Given a set $A =\{-n,-n+1,\ldots,-2,-1,1,2,\ldots,n-1,n \}$ (note that $0$ is not an element in $A$), find the recurrence relation $a(n)$ such that $a(n)$ is the subsets of $A$ that doesn't have a consecutive positive integers and doesn't have opposite numbers. (opposite numbers is any 2 numbers such that if u sum them u will get a zero.)
I tried for at least 1-2 hours and got it wrong...
I know that:
All the subsets of $\{-n,-n+1,...,-1\}$ are $2$ to the power of $n$.
All the subsets of $\{1,3,5,...,n\}$ are $2$ to the power of $(n/2)$.
All the subsets of $\{2,4,6,...,n\}$ is $2$ to the power of $(n/2)$
But I don't know how to analyze subsets that include negative integers, and non-consecutive positive integers.
can anyone guide me?
For a given $n$, divide the valid subsets of $\{-n, \ldots, n\}$ of into two groups, those which contain the element $n$ and those which do not.

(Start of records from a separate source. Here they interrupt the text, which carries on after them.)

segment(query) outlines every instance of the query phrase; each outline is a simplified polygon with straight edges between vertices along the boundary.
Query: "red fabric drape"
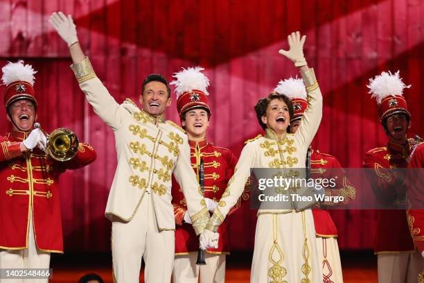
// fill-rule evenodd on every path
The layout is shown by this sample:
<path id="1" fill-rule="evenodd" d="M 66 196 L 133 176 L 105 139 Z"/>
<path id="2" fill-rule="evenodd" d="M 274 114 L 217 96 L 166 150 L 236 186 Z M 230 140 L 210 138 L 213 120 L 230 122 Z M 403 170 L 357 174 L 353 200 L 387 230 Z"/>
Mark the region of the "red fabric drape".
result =
<path id="1" fill-rule="evenodd" d="M 98 76 L 117 101 L 138 100 L 148 74 L 170 80 L 182 67 L 205 67 L 213 110 L 209 138 L 236 155 L 244 141 L 260 132 L 253 110 L 258 99 L 279 80 L 297 75 L 277 53 L 288 48 L 286 35 L 296 30 L 307 35 L 306 55 L 324 96 L 315 148 L 335 155 L 342 166 L 360 167 L 367 150 L 385 144 L 366 85 L 387 69 L 400 69 L 412 85 L 405 94 L 410 132 L 423 134 L 420 1 L 26 0 L 0 1 L 0 63 L 23 58 L 38 70 L 42 126 L 70 128 L 98 152 L 94 164 L 61 180 L 65 250 L 109 250 L 110 224 L 103 213 L 116 153 L 112 130 L 87 105 L 69 68 L 67 46 L 48 26 L 53 11 L 73 15 Z M 168 118 L 179 122 L 175 108 L 173 103 Z M 6 132 L 6 119 L 0 125 Z M 371 246 L 373 212 L 333 215 L 342 248 Z M 246 205 L 231 221 L 233 248 L 252 248 L 255 212 Z"/>

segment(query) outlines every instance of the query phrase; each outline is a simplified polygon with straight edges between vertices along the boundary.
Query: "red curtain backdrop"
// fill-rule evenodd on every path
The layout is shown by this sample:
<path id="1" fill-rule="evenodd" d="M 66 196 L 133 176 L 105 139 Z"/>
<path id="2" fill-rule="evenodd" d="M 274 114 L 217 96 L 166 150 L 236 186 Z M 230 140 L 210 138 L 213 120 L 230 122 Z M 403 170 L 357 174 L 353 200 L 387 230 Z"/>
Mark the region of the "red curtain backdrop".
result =
<path id="1" fill-rule="evenodd" d="M 38 70 L 42 126 L 70 128 L 98 153 L 94 164 L 60 180 L 67 251 L 109 250 L 104 210 L 116 161 L 112 131 L 87 104 L 69 68 L 67 47 L 48 24 L 53 11 L 72 14 L 97 75 L 118 101 L 138 101 L 150 73 L 170 80 L 182 67 L 206 68 L 213 112 L 209 139 L 237 155 L 260 132 L 253 110 L 258 99 L 280 79 L 299 76 L 277 53 L 297 30 L 307 35 L 306 56 L 324 96 L 315 148 L 357 168 L 367 150 L 385 144 L 366 87 L 369 78 L 385 70 L 400 70 L 412 85 L 405 94 L 410 133 L 424 134 L 420 0 L 0 0 L 0 65 L 22 58 Z M 179 122 L 175 108 L 174 101 L 167 117 Z M 0 111 L 3 135 L 10 125 Z M 333 214 L 341 248 L 372 246 L 373 212 Z M 245 205 L 231 222 L 233 248 L 251 249 L 256 212 Z"/>

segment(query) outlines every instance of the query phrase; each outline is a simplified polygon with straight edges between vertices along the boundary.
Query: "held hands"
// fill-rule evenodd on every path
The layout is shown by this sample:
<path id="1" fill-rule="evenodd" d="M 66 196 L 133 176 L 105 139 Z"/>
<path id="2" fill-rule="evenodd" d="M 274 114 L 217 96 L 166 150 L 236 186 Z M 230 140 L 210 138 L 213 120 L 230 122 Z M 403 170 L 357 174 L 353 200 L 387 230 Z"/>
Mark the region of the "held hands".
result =
<path id="1" fill-rule="evenodd" d="M 202 250 L 217 248 L 220 234 L 205 229 L 199 237 L 199 246 Z"/>
<path id="2" fill-rule="evenodd" d="M 206 207 L 208 207 L 208 210 L 213 213 L 215 209 L 216 208 L 217 203 L 208 198 L 204 198 L 204 200 L 206 203 Z"/>
<path id="3" fill-rule="evenodd" d="M 35 146 L 43 151 L 46 148 L 47 138 L 39 129 L 35 129 L 31 131 L 26 139 L 23 142 L 25 147 L 29 150 L 33 150 Z"/>
<path id="4" fill-rule="evenodd" d="M 306 60 L 305 60 L 303 55 L 303 44 L 305 40 L 306 40 L 306 35 L 303 35 L 301 38 L 300 33 L 297 31 L 290 34 L 287 39 L 290 49 L 288 51 L 280 49 L 279 53 L 293 61 L 296 67 L 306 65 Z"/>
<path id="5" fill-rule="evenodd" d="M 76 27 L 70 15 L 65 16 L 62 12 L 53 12 L 48 19 L 48 22 L 58 32 L 62 39 L 67 42 L 68 46 L 78 41 L 76 34 Z"/>
<path id="6" fill-rule="evenodd" d="M 186 210 L 186 212 L 184 212 L 184 217 L 183 218 L 183 220 L 185 223 L 188 224 L 193 224 L 191 223 L 191 218 L 190 218 L 190 215 L 188 214 L 188 209 Z"/>

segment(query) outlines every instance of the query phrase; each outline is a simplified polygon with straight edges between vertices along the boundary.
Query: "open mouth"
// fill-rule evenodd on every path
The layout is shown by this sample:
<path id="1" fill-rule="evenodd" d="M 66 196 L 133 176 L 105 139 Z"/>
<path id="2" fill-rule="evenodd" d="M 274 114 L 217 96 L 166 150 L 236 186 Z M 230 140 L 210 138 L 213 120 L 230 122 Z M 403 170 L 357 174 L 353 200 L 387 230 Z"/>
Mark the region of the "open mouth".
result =
<path id="1" fill-rule="evenodd" d="M 21 116 L 19 116 L 19 120 L 21 121 L 27 121 L 29 119 L 29 116 L 27 115 L 26 114 L 23 114 Z"/>
<path id="2" fill-rule="evenodd" d="M 149 103 L 149 106 L 153 108 L 158 108 L 159 107 L 159 103 L 158 103 L 157 102 L 151 102 Z"/>
<path id="3" fill-rule="evenodd" d="M 284 123 L 285 122 L 285 117 L 283 116 L 279 116 L 277 119 L 275 119 L 279 123 Z"/>

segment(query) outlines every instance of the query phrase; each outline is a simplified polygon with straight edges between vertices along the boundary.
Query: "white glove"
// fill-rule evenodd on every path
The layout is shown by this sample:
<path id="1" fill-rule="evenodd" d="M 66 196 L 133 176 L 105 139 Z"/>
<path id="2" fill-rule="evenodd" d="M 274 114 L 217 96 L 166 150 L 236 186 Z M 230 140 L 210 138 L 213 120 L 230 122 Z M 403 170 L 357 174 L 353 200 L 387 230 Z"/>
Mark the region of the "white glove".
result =
<path id="1" fill-rule="evenodd" d="M 199 246 L 202 250 L 217 248 L 220 234 L 205 229 L 199 237 Z"/>
<path id="2" fill-rule="evenodd" d="M 279 53 L 285 55 L 294 63 L 296 67 L 302 67 L 306 65 L 306 60 L 303 55 L 303 44 L 306 40 L 306 35 L 302 36 L 301 38 L 300 33 L 292 33 L 287 37 L 288 40 L 290 50 L 280 49 Z"/>
<path id="3" fill-rule="evenodd" d="M 42 135 L 43 134 L 39 129 L 33 130 L 28 137 L 24 141 L 24 145 L 26 148 L 32 150 L 37 146 L 39 143 L 42 142 Z M 43 135 L 43 136 L 44 136 L 44 135 Z M 45 136 L 44 138 L 46 138 Z M 45 142 L 44 144 L 46 144 Z"/>
<path id="4" fill-rule="evenodd" d="M 188 214 L 188 210 L 186 210 L 186 212 L 184 213 L 184 217 L 183 218 L 183 220 L 186 223 L 192 224 L 191 218 L 190 218 L 190 214 Z"/>
<path id="5" fill-rule="evenodd" d="M 46 147 L 47 146 L 47 137 L 46 137 L 46 136 L 44 135 L 44 133 L 42 130 L 39 131 L 39 135 L 40 135 L 40 140 L 38 143 L 38 147 L 40 149 L 45 151 Z"/>
<path id="6" fill-rule="evenodd" d="M 213 212 L 215 211 L 215 209 L 216 208 L 217 203 L 208 198 L 204 198 L 204 200 L 206 203 L 206 207 L 208 207 L 208 210 L 211 212 Z"/>
<path id="7" fill-rule="evenodd" d="M 62 39 L 67 42 L 68 46 L 78 41 L 76 27 L 70 15 L 67 17 L 62 12 L 55 12 L 50 16 L 48 22 L 56 30 Z"/>

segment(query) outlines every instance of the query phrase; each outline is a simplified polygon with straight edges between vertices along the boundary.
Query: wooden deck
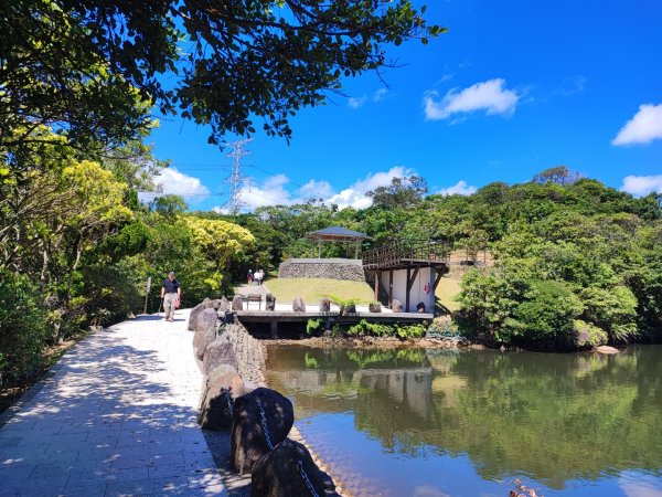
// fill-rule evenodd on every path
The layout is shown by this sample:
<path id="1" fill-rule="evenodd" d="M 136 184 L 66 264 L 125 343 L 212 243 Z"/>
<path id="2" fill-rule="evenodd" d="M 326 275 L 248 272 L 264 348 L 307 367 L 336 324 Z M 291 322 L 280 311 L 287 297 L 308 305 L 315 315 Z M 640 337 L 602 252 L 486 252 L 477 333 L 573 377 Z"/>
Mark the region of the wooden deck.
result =
<path id="1" fill-rule="evenodd" d="M 417 313 L 295 313 L 292 310 L 236 310 L 236 318 L 242 325 L 269 325 L 271 338 L 278 338 L 279 324 L 303 325 L 310 319 L 327 319 L 329 327 L 339 325 L 355 325 L 362 319 L 370 322 L 418 325 L 430 322 L 435 317 L 431 314 Z M 249 330 L 249 326 L 246 326 Z M 250 331 L 250 330 L 249 330 Z"/>
<path id="2" fill-rule="evenodd" d="M 447 266 L 450 244 L 444 240 L 401 240 L 363 254 L 366 269 Z"/>

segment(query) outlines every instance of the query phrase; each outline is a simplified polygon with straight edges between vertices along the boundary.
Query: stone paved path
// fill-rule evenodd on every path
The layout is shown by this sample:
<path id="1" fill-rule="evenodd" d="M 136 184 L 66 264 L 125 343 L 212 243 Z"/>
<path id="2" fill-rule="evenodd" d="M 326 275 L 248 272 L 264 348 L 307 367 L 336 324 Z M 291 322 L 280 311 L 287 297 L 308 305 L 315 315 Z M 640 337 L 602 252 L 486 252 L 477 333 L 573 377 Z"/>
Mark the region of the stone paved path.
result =
<path id="1" fill-rule="evenodd" d="M 196 424 L 188 315 L 120 322 L 63 356 L 0 427 L 0 496 L 227 495 Z"/>

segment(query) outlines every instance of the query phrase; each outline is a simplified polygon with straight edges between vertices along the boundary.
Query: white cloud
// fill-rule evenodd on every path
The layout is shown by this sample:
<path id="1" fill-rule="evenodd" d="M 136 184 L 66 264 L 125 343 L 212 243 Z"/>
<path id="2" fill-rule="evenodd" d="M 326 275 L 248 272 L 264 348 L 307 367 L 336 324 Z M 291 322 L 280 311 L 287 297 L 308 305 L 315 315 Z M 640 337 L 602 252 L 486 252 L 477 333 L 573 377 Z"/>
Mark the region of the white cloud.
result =
<path id="1" fill-rule="evenodd" d="M 369 102 L 378 104 L 380 102 L 384 102 L 387 97 L 388 97 L 388 89 L 387 88 L 378 88 L 372 95 L 363 95 L 361 97 L 349 97 L 348 105 L 351 108 L 356 109 L 356 108 L 363 107 Z"/>
<path id="2" fill-rule="evenodd" d="M 366 96 L 365 96 L 365 95 L 364 95 L 364 96 L 362 96 L 362 97 L 360 97 L 360 98 L 350 97 L 350 98 L 348 98 L 348 105 L 349 105 L 351 108 L 359 108 L 359 107 L 363 107 L 363 104 L 365 104 L 365 101 L 366 101 L 366 99 L 367 99 L 367 98 L 366 98 Z"/>
<path id="3" fill-rule="evenodd" d="M 375 104 L 378 104 L 380 102 L 385 101 L 387 96 L 388 96 L 388 89 L 380 88 L 374 93 L 372 99 Z"/>
<path id="4" fill-rule="evenodd" d="M 662 104 L 644 104 L 618 131 L 611 145 L 649 144 L 655 139 L 662 139 Z"/>
<path id="5" fill-rule="evenodd" d="M 442 188 L 437 193 L 442 195 L 470 195 L 476 193 L 476 187 L 468 184 L 465 180 L 460 180 L 452 187 Z"/>
<path id="6" fill-rule="evenodd" d="M 426 120 L 446 119 L 453 114 L 485 110 L 487 114 L 512 115 L 522 95 L 503 87 L 505 80 L 495 78 L 477 83 L 458 92 L 450 89 L 439 101 L 439 93 L 431 89 L 424 95 Z"/>
<path id="7" fill-rule="evenodd" d="M 140 192 L 138 198 L 143 202 L 149 202 L 159 195 L 173 194 L 181 195 L 188 201 L 201 202 L 211 193 L 199 178 L 184 175 L 175 168 L 163 169 L 154 177 L 154 186 L 158 193 Z"/>
<path id="8" fill-rule="evenodd" d="M 621 191 L 634 197 L 648 195 L 651 192 L 662 193 L 662 175 L 658 176 L 627 176 L 623 178 Z"/>
<path id="9" fill-rule="evenodd" d="M 340 193 L 337 193 L 329 199 L 325 199 L 327 204 L 335 203 L 339 209 L 352 207 L 354 209 L 365 209 L 372 204 L 372 199 L 366 197 L 371 190 L 377 187 L 386 187 L 391 184 L 393 178 L 410 176 L 413 171 L 402 166 L 391 168 L 388 171 L 375 172 L 369 175 L 365 179 L 356 181 L 354 184 L 345 188 Z"/>
<path id="10" fill-rule="evenodd" d="M 250 183 L 242 188 L 242 202 L 250 211 L 265 205 L 289 205 L 293 202 L 289 191 L 285 189 L 287 183 L 289 178 L 285 175 L 271 176 L 259 186 Z"/>
<path id="11" fill-rule="evenodd" d="M 327 205 L 335 203 L 339 209 L 348 207 L 365 209 L 372 205 L 372 199 L 366 195 L 369 191 L 377 187 L 391 184 L 393 178 L 412 176 L 413 173 L 414 171 L 402 166 L 393 167 L 387 171 L 367 175 L 364 179 L 355 181 L 340 192 L 335 192 L 328 181 L 311 179 L 296 190 L 295 193 L 287 190 L 287 186 L 290 182 L 289 178 L 285 175 L 277 175 L 267 178 L 260 184 L 252 183 L 243 188 L 242 202 L 244 202 L 245 209 L 248 211 L 264 205 L 302 203 L 311 198 L 322 199 L 322 202 Z M 215 207 L 212 210 L 221 213 L 227 212 L 227 209 L 223 207 Z"/>
<path id="12" fill-rule="evenodd" d="M 310 180 L 299 189 L 299 195 L 308 199 L 325 199 L 332 194 L 333 188 L 329 181 Z"/>
<path id="13" fill-rule="evenodd" d="M 562 94 L 563 96 L 570 96 L 584 92 L 585 88 L 586 76 L 576 75 L 566 77 L 560 83 L 560 87 L 556 92 Z"/>

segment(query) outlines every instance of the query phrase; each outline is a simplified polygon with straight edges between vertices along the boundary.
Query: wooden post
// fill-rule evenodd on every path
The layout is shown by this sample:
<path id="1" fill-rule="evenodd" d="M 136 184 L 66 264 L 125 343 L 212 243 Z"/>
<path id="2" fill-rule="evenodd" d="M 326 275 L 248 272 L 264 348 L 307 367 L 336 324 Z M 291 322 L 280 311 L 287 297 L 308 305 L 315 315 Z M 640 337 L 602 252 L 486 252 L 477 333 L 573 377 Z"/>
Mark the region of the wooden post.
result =
<path id="1" fill-rule="evenodd" d="M 388 307 L 393 304 L 393 269 L 388 272 Z"/>
<path id="2" fill-rule="evenodd" d="M 145 293 L 145 311 L 147 314 L 147 299 L 149 298 L 149 290 L 151 290 L 151 276 L 147 278 L 147 292 Z"/>
<path id="3" fill-rule="evenodd" d="M 405 313 L 409 311 L 409 276 L 412 269 L 407 267 L 407 296 L 405 297 Z"/>

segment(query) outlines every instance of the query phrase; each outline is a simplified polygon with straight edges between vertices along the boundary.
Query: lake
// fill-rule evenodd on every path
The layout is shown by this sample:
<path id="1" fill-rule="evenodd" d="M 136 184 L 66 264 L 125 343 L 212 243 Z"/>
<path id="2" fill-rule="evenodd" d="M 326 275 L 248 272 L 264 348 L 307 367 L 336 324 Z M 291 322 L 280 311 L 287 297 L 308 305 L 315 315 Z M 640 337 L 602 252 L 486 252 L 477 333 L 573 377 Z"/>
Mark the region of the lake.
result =
<path id="1" fill-rule="evenodd" d="M 355 496 L 662 497 L 662 346 L 616 356 L 269 346 L 270 388 Z"/>

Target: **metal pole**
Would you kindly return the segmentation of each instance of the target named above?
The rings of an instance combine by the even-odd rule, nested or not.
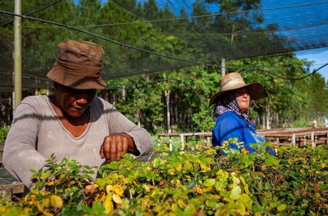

How many sets contain $n$? If a valid set contains $n$ then it necessarily excludes $n-1$ as well as $-n$. We may freely choose to keep or omit $-(n-1)$, and having excluded $n-1$ we are free to choose the remaining subset of $\{-(n-2), \ldots, n-2\}$ in any valid manner. Therefore the number of valid subsets of $\{-n, \ldots, n\}$ is exactly $2a(n-2)$.
Now carry out similar logic to count the other case where $n$ is excluded and we may choose to include or exclude $-n$ without restriction. Since the two cases are exhaustive and mutually exclusive, you will then get the exact count for $a(n)$ by summing the two counts, and this will give the desired recurrence relation.
It is common to adopt the convention that $a(0)=1$: this encodes the fact that there is exactly one subset of the empty set which satisfies both constraints (the empty set itself, of course). As a spot check, note that the number of valid subsets of $\{-2, -1, 1, 2\}$ which contain the element $2$ is exactly $2$, which agrees with the expression $2a(0)$ calculated above.